As the trends move towards data outsourcing and cloud computing, the efficiency of distributed data centers increases in importance. Cloud-based services such as Amazon's EC2 rely on virtual machines (VMs) to host MapReduce clusters for large data processing. However, current VM scheduling does not provide adequate support for MapReduce workloads, resulting in degraded overall performance. For example, when multiple MapReduce clusters run on a single physical machine, the existing VMMscheduler does not guarantee fairness across clusters. In this work, we present theMapReduce Group Scheduler (MRG). The MRG scheduler implements three mechanisms to improve the efficiency and fairness of the existing VMM scheduler. First, the characteristics of MapReduce workloads facilitate batching of I/O requests from VMs working on the same job, which reduces the number of context switches and brings other benefits.
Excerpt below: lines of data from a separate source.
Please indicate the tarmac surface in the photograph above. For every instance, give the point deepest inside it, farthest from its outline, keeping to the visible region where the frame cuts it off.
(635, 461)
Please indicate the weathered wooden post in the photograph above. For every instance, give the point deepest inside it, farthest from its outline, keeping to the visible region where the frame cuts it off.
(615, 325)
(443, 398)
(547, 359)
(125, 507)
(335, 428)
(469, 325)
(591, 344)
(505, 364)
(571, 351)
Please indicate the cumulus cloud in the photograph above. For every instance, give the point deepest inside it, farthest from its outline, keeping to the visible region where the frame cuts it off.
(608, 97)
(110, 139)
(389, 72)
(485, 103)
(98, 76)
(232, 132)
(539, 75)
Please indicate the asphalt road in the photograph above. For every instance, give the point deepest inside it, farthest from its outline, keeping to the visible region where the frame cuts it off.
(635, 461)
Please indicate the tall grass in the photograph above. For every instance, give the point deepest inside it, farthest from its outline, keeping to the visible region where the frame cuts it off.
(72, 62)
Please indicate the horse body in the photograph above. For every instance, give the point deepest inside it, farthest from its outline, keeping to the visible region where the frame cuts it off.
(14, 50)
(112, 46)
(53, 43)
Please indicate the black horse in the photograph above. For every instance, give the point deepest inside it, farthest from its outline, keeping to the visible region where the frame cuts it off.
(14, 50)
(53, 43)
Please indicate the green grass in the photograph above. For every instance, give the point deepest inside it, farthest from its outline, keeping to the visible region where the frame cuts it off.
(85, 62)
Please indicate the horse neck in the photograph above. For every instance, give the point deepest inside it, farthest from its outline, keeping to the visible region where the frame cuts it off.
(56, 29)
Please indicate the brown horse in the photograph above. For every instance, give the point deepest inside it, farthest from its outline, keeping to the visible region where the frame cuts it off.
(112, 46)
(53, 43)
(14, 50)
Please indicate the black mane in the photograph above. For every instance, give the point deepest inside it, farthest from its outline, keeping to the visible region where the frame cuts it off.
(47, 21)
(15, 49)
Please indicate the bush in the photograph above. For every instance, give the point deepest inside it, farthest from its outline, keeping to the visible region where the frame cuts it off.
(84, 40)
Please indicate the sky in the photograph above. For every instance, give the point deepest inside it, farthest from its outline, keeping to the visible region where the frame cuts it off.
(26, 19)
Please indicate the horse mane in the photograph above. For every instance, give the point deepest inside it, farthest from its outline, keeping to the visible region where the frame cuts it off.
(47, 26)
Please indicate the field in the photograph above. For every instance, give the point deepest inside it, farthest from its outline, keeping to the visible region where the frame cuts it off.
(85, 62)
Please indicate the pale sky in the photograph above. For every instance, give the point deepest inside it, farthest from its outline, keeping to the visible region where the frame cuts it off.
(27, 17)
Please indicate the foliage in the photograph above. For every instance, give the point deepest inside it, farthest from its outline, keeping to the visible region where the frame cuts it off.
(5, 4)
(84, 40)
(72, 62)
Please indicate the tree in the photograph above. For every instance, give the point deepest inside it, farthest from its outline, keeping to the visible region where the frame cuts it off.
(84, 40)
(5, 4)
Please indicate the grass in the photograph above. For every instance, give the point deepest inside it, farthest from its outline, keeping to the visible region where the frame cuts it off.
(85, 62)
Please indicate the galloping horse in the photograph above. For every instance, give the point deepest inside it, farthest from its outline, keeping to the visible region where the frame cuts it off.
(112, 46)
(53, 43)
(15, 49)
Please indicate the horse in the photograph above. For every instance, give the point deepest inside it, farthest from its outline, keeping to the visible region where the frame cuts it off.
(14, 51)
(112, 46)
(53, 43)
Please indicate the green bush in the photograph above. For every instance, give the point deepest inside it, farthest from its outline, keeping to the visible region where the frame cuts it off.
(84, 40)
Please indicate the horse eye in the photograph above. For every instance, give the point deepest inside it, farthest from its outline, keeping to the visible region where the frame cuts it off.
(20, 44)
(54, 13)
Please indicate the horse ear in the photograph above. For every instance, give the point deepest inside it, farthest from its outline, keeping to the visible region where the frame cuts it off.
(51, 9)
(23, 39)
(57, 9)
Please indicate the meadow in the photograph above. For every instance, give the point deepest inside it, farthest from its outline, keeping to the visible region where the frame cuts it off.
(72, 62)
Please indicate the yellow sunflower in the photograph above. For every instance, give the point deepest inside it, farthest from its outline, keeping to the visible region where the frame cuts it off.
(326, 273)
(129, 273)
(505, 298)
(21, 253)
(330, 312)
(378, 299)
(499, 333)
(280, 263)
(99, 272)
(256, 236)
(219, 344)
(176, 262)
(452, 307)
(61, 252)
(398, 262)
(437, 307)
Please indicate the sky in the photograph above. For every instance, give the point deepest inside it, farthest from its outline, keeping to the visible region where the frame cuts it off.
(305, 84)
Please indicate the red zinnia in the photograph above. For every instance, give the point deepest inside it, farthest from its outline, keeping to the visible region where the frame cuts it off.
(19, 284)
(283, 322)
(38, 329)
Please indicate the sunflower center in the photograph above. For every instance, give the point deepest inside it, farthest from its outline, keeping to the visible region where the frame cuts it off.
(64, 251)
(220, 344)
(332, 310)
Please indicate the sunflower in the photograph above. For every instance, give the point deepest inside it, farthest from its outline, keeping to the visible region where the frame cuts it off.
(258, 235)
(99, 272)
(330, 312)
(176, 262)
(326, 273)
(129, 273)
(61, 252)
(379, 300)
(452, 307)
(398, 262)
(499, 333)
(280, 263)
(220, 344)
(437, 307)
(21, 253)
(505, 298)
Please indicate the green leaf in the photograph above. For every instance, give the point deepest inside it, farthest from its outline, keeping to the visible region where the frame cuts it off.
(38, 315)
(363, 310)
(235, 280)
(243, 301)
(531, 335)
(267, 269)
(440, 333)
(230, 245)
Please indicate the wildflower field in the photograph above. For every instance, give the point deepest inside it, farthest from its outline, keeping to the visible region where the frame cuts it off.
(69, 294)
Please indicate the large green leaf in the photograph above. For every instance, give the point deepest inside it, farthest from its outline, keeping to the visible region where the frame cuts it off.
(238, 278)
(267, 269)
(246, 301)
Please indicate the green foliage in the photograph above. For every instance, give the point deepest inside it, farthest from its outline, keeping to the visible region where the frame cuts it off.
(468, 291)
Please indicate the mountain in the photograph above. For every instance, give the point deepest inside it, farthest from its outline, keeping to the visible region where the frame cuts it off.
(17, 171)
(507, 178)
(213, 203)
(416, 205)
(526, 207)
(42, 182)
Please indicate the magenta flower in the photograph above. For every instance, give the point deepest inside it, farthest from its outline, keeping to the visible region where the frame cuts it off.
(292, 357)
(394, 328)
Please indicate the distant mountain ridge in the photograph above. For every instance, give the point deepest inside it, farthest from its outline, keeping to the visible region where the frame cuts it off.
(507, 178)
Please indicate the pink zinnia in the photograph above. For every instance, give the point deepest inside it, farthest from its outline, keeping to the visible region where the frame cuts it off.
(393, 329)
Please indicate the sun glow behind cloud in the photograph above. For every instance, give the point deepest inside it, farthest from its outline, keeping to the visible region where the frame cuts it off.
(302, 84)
Second, because most MapReduce workloads incur a significant amount of I/O blocking events and the completion of a job depends on the progress of all nodes, we propose a two-level scheduling policy to achieve proportional fair sharing across both MapReduce clusters and individual VMs. Finally, the proposed MRG scheduler also operates on symmetric multi-processor (SMP) enabled platforms. The key to these improvements is to group the scheduling of VMs belonging to the same MapReduce cluster. We have implemented the proposed scheduler by modifying the existing Xen hypervisor and evaluated the performance on Hadoop, an open source implementation of MapReduce. Our evaluations, using four representative MapReduce benchmarks, show that the proposed scheduler reduces context switch overhead and achieves increased proportional fairness across multiple MapReduce clusters, without penalizing the completion time of MapReduce jobs.